Much has been said about the EM Drive, a propulsion system that doesn’t use propellant (very simply put), and recently researchers in China have claimed to have a working model, despite the general consensus among experts about how such a device is theoretically impossible. As previously explored, the EM Drive breaks the principles of Newton’s third law of motion — because the electromagnetic thrusts it supposedly generates by bouncing microwaves inside a cavity doesn’t produce an equal and opposite action-reaction.

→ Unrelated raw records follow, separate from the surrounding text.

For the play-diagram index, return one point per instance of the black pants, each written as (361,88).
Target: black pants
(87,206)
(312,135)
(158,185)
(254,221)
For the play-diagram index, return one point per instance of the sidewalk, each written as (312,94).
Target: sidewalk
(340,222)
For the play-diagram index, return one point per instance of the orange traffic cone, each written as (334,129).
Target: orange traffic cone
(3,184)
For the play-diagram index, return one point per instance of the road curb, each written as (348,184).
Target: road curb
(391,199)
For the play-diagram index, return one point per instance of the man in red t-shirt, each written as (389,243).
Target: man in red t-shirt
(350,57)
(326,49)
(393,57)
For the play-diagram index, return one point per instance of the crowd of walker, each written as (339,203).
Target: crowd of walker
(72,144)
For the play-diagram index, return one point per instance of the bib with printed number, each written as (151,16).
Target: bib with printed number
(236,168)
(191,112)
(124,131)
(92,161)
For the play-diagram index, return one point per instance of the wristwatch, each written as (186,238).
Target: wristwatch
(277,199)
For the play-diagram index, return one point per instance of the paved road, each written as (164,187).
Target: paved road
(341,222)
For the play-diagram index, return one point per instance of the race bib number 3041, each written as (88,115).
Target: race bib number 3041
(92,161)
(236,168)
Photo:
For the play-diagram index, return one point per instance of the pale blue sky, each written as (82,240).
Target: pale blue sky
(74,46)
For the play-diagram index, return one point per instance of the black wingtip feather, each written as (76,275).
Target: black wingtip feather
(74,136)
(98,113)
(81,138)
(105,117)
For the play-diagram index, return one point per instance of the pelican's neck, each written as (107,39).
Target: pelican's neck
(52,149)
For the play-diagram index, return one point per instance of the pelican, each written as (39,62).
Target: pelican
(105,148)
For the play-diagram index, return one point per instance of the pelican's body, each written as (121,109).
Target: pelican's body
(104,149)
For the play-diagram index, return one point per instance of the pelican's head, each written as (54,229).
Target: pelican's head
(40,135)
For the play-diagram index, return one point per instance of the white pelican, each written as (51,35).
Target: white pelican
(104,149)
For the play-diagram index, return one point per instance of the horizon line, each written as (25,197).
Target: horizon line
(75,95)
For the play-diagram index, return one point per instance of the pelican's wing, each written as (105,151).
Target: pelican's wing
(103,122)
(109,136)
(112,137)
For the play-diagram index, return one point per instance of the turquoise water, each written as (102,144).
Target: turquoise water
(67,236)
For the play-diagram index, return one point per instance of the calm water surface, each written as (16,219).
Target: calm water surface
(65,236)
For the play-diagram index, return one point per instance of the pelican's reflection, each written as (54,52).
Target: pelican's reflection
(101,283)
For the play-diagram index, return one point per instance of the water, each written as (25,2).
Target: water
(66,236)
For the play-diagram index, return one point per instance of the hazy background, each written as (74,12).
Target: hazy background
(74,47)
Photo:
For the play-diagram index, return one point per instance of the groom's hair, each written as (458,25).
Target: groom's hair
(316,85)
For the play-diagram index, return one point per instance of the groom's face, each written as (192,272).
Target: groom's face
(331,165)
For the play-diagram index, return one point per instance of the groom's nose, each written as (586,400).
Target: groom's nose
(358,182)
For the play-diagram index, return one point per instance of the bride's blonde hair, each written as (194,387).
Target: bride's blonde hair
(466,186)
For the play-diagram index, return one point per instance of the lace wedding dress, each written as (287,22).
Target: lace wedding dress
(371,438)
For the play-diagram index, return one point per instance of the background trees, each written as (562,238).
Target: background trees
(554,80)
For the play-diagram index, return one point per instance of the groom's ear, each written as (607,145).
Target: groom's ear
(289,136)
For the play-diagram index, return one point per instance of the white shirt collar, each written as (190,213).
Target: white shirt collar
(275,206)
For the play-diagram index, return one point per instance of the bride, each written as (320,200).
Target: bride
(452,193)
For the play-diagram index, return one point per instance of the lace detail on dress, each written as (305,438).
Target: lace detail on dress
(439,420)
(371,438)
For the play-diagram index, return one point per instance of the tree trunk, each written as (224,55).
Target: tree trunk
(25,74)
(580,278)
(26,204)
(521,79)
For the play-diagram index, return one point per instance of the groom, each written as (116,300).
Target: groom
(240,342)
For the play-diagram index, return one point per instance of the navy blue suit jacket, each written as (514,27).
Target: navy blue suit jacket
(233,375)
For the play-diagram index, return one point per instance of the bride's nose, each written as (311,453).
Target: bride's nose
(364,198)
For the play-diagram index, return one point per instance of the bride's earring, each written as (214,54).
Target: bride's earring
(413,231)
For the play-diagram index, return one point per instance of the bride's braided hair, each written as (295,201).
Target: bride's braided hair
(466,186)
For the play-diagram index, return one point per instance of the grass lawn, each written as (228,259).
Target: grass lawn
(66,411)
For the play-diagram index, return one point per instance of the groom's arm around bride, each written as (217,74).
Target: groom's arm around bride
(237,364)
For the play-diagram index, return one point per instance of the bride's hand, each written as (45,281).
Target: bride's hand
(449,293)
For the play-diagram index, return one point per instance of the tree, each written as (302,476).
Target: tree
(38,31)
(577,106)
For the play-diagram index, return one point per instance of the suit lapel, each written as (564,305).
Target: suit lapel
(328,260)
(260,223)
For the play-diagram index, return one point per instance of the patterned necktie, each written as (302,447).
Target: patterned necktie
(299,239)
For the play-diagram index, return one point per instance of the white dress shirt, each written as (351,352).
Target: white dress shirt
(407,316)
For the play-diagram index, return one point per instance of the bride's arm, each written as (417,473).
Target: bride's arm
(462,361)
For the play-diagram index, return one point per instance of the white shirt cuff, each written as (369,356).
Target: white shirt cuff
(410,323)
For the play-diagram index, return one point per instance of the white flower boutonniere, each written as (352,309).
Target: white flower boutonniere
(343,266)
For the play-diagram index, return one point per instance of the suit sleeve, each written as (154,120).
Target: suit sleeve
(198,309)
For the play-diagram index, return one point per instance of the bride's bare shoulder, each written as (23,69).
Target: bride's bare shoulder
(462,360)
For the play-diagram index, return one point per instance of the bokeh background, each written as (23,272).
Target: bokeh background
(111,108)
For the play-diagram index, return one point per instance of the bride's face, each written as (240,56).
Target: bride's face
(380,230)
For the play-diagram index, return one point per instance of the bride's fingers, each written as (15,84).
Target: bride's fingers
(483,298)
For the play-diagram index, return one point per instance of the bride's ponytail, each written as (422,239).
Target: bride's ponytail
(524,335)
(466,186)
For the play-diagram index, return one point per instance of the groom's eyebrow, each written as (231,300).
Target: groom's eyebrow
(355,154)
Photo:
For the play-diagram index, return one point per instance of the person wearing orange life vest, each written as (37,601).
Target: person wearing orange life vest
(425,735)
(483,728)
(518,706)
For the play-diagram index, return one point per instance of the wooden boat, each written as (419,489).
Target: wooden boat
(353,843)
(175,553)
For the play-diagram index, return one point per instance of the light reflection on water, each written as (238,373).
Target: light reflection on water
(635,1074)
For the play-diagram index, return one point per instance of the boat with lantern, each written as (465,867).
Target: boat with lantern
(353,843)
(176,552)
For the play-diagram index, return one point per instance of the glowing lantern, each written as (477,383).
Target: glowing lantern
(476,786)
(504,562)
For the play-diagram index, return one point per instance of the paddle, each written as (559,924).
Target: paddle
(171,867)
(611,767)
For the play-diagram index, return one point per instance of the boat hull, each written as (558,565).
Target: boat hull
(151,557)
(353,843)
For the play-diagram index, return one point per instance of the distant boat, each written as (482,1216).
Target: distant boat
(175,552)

However, researchers from the Center for Philosophy of Sciences of the University of Lisbon, Portugal say that there might be an overlooked quantum physics concept that could make the EM Drive possible. In a study published in The Journal of Applied Physical Science International, researchers José Croca and Paulo Castro argued that the pilot wave theory could help to explain the EM Drive’s impossible behavior and even make it more powerful. The same idea was put forward in a NASA Eagleworks research paper published in 2016,
“We have found that applying a pilot wave theory to NASA’s EM drive frustum [or cone], we could explain its thrust without involving any external action applied to the system, as Newton’s third law would require,” Castro told Science Alert. According to the pilot wave theory, particles occupy an exact position at all times, which runs counter to the more widely accepted Copenhagen interpretation of quantum mechanics that says particles don’t have precise locations unless otherwise observed — part of what’s called the particle-wave duality.